Ramdhan memaparkan, program tapering yang dilaksanakan The Fed akan memicu investor untuk beralih ke pasar AS dari emerging market seperti Indonesia. Akibatnya, pasar obligasi Indonesia akan kembali merasakan capital outflow meski tidak setinggi pada masa awal pandemi virus corona.
Aliran dana yang keluar tersebut akan berimbas pada penurunan tingkat kepemilikan asing terhadap SBN Indonesia. Selain itu, tingkat likuiditas di pasar SUN Indonesia akan turut terdampak.
“Pasar SUN kita saat ini masih ditopang oleh investor domestik karena tingkat kepemilikan asing yang belum pulih. Kalau para investor domestik lebih wait and see, maka likuiditas pasar juga akan terimbas,” jelasnya.
Meski demikian, Ramdhan menilai pelemahan yang terjadi pada pasar SUN Indonesia akan cenderung terbatas.

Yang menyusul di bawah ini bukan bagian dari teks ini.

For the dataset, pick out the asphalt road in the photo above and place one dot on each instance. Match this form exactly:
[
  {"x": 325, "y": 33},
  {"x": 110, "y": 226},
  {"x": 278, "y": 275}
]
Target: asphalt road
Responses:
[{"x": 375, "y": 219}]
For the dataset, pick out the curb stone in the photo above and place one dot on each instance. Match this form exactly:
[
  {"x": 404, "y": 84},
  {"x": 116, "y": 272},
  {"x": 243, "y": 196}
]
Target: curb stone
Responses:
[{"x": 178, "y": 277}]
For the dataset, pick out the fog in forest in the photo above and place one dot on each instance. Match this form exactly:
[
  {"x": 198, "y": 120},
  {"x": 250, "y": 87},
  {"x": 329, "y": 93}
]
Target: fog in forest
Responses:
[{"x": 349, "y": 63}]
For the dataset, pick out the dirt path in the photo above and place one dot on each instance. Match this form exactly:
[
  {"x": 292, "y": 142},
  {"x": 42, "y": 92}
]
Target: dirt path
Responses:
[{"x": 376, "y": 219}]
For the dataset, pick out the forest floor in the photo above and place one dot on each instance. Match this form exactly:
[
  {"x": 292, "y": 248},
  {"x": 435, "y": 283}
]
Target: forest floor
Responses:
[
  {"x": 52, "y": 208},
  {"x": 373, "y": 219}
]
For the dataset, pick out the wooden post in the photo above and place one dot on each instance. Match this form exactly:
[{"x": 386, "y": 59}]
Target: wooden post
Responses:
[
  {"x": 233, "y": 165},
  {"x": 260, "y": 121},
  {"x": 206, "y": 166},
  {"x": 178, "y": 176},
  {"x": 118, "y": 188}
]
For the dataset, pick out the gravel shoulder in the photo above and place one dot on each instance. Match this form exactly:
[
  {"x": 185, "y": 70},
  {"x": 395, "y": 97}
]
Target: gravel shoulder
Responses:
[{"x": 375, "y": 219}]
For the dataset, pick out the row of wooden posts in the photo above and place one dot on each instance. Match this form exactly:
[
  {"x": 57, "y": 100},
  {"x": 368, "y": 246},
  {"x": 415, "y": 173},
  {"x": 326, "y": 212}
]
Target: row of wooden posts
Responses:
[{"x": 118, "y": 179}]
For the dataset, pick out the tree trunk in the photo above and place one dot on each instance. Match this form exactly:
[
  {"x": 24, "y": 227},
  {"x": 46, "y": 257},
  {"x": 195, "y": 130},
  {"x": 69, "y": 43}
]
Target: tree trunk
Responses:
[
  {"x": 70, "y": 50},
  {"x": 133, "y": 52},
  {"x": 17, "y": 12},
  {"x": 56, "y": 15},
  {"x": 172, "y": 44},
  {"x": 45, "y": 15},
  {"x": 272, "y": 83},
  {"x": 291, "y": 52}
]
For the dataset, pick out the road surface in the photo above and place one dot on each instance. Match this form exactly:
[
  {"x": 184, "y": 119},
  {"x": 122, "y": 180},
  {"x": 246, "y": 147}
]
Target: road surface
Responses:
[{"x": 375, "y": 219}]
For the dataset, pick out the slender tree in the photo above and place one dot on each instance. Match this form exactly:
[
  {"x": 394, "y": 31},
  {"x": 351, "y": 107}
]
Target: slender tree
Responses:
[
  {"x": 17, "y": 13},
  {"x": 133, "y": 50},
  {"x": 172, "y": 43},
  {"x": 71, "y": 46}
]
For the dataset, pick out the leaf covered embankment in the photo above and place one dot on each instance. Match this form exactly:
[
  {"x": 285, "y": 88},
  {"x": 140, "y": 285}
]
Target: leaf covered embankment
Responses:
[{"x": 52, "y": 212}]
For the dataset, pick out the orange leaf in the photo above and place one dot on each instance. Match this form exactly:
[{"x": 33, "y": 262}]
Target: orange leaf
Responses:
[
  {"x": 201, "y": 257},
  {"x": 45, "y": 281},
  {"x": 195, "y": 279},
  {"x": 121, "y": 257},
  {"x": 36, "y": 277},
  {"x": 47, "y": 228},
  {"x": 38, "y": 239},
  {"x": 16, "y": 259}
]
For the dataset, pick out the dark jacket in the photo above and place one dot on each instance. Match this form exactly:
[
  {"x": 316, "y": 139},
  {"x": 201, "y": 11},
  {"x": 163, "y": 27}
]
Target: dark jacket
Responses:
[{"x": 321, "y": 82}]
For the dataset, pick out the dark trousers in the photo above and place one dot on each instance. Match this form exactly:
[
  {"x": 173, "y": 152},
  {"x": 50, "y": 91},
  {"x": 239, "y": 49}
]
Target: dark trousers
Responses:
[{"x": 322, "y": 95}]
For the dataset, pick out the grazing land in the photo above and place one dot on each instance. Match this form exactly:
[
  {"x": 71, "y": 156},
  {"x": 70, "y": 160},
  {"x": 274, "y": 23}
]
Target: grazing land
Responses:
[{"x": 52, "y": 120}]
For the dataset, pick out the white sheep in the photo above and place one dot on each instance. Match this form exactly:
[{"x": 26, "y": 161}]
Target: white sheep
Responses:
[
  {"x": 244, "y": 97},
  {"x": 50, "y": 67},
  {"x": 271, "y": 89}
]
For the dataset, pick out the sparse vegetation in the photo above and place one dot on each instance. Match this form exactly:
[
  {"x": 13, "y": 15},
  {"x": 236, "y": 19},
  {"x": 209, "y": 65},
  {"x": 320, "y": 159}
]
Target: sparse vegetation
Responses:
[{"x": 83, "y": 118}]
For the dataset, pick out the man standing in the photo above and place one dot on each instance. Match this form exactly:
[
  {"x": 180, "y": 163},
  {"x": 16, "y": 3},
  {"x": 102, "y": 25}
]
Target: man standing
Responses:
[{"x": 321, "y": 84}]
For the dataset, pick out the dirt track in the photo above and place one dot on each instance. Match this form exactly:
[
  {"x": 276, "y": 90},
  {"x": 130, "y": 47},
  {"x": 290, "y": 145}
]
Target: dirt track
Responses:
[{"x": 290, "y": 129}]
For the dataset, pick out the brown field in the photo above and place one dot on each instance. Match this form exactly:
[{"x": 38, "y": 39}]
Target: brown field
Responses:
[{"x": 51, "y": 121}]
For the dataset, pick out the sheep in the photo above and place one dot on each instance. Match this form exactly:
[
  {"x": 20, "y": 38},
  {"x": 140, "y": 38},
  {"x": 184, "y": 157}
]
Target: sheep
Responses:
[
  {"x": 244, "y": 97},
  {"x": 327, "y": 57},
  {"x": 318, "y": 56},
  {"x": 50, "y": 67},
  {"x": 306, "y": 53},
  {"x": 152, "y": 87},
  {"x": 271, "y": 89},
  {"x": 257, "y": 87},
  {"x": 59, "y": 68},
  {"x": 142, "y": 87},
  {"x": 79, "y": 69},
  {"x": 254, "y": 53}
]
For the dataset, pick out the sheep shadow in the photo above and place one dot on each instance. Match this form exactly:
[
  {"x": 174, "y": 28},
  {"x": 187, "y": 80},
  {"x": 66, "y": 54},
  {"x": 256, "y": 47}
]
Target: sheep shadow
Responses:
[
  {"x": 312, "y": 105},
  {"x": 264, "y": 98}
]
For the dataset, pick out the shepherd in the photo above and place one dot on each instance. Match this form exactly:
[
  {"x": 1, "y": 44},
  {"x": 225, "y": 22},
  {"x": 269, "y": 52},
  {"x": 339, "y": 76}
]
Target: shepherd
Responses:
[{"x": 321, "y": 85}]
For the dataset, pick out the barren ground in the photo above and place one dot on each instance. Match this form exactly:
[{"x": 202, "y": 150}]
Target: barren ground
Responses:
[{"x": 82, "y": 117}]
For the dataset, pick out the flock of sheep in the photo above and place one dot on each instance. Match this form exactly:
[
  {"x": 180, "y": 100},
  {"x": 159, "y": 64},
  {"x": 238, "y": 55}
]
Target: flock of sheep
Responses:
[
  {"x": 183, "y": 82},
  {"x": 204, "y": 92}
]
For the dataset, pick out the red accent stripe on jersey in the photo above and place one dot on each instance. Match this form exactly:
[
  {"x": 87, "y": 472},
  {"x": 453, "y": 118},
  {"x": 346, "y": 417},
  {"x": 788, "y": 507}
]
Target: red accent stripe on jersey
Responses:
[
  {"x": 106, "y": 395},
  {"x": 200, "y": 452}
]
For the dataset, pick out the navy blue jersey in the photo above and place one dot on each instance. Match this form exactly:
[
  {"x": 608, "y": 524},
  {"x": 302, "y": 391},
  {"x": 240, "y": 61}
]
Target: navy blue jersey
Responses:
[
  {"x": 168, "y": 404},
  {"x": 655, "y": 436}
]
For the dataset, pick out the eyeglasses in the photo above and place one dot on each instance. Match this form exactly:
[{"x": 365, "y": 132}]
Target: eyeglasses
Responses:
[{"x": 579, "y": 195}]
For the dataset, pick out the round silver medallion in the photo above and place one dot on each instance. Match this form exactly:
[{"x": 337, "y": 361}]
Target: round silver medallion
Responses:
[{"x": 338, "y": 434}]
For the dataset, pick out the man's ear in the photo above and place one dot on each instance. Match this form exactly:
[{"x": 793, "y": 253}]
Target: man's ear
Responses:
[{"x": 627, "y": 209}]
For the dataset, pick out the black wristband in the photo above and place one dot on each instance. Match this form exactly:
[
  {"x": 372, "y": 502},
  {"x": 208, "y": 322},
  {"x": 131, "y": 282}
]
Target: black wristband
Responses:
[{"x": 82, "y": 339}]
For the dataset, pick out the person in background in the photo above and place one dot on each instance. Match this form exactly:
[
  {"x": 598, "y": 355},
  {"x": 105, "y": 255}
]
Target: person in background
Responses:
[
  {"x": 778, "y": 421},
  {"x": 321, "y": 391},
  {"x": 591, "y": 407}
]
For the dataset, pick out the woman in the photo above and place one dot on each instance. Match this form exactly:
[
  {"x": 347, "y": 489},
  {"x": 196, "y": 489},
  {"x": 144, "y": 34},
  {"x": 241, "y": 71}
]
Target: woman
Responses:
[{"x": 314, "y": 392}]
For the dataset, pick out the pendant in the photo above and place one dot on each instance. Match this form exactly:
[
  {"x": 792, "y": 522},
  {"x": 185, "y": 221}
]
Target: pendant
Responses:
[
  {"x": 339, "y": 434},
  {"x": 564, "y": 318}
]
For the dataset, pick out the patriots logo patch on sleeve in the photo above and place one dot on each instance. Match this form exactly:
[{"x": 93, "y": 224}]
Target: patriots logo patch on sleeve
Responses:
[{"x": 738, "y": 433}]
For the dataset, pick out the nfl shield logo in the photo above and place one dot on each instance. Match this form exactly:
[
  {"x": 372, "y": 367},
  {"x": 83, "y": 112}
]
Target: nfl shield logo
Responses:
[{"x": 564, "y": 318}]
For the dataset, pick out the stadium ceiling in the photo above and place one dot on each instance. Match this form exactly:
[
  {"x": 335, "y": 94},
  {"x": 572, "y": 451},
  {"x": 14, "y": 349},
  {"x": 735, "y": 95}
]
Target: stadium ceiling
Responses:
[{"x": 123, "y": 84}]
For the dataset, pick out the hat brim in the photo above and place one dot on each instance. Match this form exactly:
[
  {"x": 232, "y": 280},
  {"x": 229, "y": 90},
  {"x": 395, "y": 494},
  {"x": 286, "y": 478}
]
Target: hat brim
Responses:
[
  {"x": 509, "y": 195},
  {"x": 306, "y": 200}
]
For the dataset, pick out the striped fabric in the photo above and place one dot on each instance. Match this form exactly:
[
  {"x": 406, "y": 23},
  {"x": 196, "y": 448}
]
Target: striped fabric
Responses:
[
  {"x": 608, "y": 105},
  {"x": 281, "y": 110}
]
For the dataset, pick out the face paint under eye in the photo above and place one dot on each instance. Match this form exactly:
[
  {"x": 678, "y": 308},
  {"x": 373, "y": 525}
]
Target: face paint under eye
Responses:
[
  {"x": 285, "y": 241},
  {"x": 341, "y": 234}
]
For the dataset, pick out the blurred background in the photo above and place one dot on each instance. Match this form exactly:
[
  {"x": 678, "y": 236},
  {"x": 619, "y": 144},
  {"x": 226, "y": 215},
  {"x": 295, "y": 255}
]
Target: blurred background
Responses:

Hal ini seiring dengan kondisi pasar SUN domestik yang masih didominasi oleh investor dalam negeri.
Ia mengatakan, aksi jual SUN yang dilakukan investor asing dapat diserap oleh investor domestik. Hal tersebut juga menjadi salah satu faktor utama tingkat imbal hasil (yield) SUN Indonesia dapat bergerak stabil.
Selain itu, sentimen tapering juga dinilai sudah cukup diperhitungkan pasar sejak awal tahun ini. Sehingga, dampak isu ini terhadap kondisi pasar obligasi Indonesia hanya bersifat temporer.
“Setelah tapering mereda, pasar akan mencari sentimen-sentimen lain yang signifikan,” katanya.
Secara terpisah, Vice President of Economist Bank Permata Josua Pardede memperkirakan pengumuman tapering The Fed tidak akan berpengaruh banyak pada pergerakan investor asing di pasar SBN Indonesia.
Salah satu alasannya ungkap Josua karena pelaku pasar keuangan global yang sudah priced-in terkait rencana tapering oleh The Fed yang berpotensi diumumkan pada rapat FOMC bulan ini.
“Maka pasar keuangan Indonesia cenderung berdaya tahan dalam mengantisipasi dampak dari kebijakan The Fed tersebut,” kata Josua.
Selain itu, Josua juga mengungkapkan bahwa pergerakan investor asing di pasar obligasi domestik sendiri juga berpengaruh terbatas pada pergerakan SBN dalam jangka pendek. Terutama karena proporsi investor asing yang semakin kecil saat ini.
Josua menyebutkan, per 1 November 2021, investor asing hanya memegang 21,16 persen obligasi dari total SBN yang diterbitkan.
“Rendahnya proporsi investor asing tersebut diperkirakan berdampak pada semakin rendahnya exposure SBN dan nilai tukar pada sentimen luar negeri,” lanjutnya.
Namun Josua mengingatkan bahwa pelaku pasar saat ini perlu mencermati apabila stance kebijakan moneter The Fed yang berpotensi hawkish kedepannya mempertimbangkan potensi peningkatan inflasi AS.
Hal tersebut akan dapat mendorong ekspektasi anggota FOMC terhadap kenaikan suku bunga AS yang lebih cepat dari perkiraan awal.
“Meskipun cenderung berdampak terbatas, kami perkirakan hingga akhir tahun obligasi benchmark 10-tahun diperkirakan bergerak di kisaran 6,2 persen - 6,4 persen, didorong oleh potensi peningkatan yield US Treasury akibat sentimen tapering ataupun inflasi di AS,” papar Josua.
Sementara untuk faktor upside atau faktor pendukung pergerakan yield SBN sendiri papat Josua antara lain adalah solidnya indikator makroekonomi dan stabilitas keuangan karena fundamental ekonomi Indonesia yang berdaya tahan.
Josua melanjutkan, hingga akhir tahun risiko suplai SBN/SBSN juga berkurang, serta kebijakan burden sharing SKB III antara pemerintah dan Bank Indonesia (BI) turut mendukung stabilitas pasar SBN.